I've created the thesaurus file, tsenu.xml in the correct location for the instance:

<XML ID="Microsoft Search Thesaurus">
    <thesaurus xmlns="x-schema:tsSchema.xml">
    <diacritics_sensitive>0</diacritics_sensitive>
        <expansion>
            <sub>insured</sub>
            <sub>insd</sub>
        </expansion>
        <expansion>
            <sub>t/p</sub>
            <sub>third party</sub>
        </expansion>
        <expansion>
            <sub>o/s</sub>
            <sub>other side</sub>
        </expansion>
        <expansion>
            <sub>p/p</sub>
            <sub>per person</sub>
        </expansion>
    </thesaurus>
</XML>

And loaded it using EXEC sys.sp_fulltext_load_thesaurus_file 1033;, however the query returns unpredictable results.

Best Answer

When you want to add words involving special characters that you want treated as a single word, you will want to create a custom dictionary.

Creating Custom Dictionaries for special terms to be indexed ‘as-is’ in SQL Server 2008 Full-Text Indexes

Be aware that custom dictionaries are limited in size, plus the larger the dictionary the slower fulltext can become.

Custom dictionaries are great when you have a limited set of words to add like AT&T or M&Ms which are words with special characters that might be used over and over that you wanted treated as a single word instead of the default word breaking behavior.

Custom dictionaries are not great for for words like part numbers (ex.
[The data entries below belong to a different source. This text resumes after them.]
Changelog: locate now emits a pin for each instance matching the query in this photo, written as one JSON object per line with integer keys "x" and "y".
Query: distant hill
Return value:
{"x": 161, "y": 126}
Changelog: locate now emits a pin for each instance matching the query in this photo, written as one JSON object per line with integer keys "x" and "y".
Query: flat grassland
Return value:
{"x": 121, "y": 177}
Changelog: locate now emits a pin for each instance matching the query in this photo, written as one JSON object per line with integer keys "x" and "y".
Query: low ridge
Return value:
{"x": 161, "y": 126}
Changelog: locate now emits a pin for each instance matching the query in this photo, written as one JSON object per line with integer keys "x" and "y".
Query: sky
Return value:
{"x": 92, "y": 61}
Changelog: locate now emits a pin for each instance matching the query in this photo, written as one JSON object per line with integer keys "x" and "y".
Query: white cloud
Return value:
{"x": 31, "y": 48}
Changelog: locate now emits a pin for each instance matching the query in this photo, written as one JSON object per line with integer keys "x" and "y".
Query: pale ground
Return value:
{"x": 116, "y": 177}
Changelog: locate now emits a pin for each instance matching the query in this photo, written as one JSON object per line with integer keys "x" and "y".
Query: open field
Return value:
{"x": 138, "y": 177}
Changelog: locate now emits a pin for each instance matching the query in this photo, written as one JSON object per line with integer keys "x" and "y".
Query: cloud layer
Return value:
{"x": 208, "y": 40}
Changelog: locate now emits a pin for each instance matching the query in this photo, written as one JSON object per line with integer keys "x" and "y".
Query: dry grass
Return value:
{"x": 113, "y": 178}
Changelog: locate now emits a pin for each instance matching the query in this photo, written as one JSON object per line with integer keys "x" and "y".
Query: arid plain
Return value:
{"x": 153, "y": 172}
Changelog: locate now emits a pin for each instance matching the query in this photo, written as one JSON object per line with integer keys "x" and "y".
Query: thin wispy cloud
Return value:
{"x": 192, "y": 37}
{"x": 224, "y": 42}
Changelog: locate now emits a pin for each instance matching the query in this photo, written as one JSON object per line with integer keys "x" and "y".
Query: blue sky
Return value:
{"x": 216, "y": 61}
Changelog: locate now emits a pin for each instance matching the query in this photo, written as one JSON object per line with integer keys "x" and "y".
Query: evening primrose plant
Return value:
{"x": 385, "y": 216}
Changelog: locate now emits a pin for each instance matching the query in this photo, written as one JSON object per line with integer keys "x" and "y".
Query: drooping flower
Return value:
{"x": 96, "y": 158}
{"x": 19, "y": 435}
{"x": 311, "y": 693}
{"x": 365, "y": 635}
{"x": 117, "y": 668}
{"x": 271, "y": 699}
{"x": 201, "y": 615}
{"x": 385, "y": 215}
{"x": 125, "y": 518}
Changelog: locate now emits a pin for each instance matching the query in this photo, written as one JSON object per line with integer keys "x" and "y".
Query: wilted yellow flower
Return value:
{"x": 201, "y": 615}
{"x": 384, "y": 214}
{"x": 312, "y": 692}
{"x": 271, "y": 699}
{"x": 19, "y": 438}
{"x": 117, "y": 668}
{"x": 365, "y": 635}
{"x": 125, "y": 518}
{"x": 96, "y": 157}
JY-14562, PTW-14432, etc.) where every row in a table would result in a new entry in the custom dictionary. You could potentially have several hundred thousand or more unique part numbers. That would not be a good use for custom dictionary. If you need this type of behavior, you are better off writing your own word breaker. Creating word breakers is not well documented nor easy to create, but it does allow you to decide how you want words broken when you encounter special characters.